E, nelle tragiche condizioni socio-politiche in cui versiamo (per non dire semplicemente umane), ciò è un esempio quanto mai prezioso di come il riflettere su e il riscrivere la propria storia, oltre che possibili forme d'arte, siano un antidoto al riduzionismo e alle banalizzazioni, comuni ma perverse risposte umane al dubbio, alla paura e a ciò che non si riesce a comprendere.

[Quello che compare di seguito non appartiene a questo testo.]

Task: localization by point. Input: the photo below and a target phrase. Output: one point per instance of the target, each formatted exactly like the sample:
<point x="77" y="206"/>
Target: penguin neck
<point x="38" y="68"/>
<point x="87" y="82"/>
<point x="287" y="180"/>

Anthony Joseph, poeta-scrittore-musicista, classe 1966, nato a Port of Spain (Trinidad & Tobago), vive dal 1989 in Inghilterra. Cresciuto dai nonni, inizia a scrivere giovanissimo, e nelle frequentazioni familiari presso la Chiesa Battista entra in contatto con spirituals e sermoni impregnati dei natii ritmi caraibici. Una sorta di processo di ri-apprendimento e di ri-appropriazione, in un contesto estraneo e lontano, delle proprie origini, come persone e come popolo, compiuto attraverso riti e rituali comunitari.

In questo 2016 funestato di notizie di attentati e di barconi affondati nel Mediterraneo, Anthony vuole dire la sua sul mondo, cercando - trasmutazione alchemica resa possibile, appunto, dall'arte - di rendere soggetto ciò che, visto attraverso lo sguardo dei media e conosciuto tramite internet e i social network, viene per lo più trattato come oggetto.

E lo fa (ri)partendo dalle proprie origini. 





Caribbean Roots (Heavenly Sweetness, 2016) è un disco che già dalla copertina presenta uno scenario ben poco da cartolina: una pittura surrealista/espressionista che raffigura un paesaggio urbano dis-umano (privo di presenze umane), in cui si aggirano due figure diaboliche, con tanto di ali, corna e forcone.

Le influenze caraibiche, mento-calypso-etc, in realtà innervano tutta la musica di Anthony Joseph, a partire dal primo album con la Spasm Band, nella sua carriera solista e nei contributi per altri progetti (i nostrani, ottimi Mop Mop).

Non resta che ascoltare e lasciarsi andare sull'onda sinuosa dei ritmi intessuti da Anthony e da una band fenomenale, con un orecchio attento alle liriche. Our History parla, sì, della storia del popolo di Trinidad: di resistenza, talvolta anche violenta, al colonialismo. Si tratta di una storia sempre ridondante, che si ripete a livello di dinamiche e di eventi, che pur nella specificità delle singole storie locali sembra avvitarsi su stessa in un processo in cui, apparentemente, non riusciamo ad apprendere dai nostri errori. Un processo in cui, per sfuggire ai diavoli della copertina, l'unica soluzione per non soccombere sembra essere quella della fuga.

Noi che possiamo permetterci di non fuggire allora potremmo, come minimo, cercare di lottare, almeno nel nostro piccolo. E in ciò la musica e l'arte ci vengono sempre in aiuto.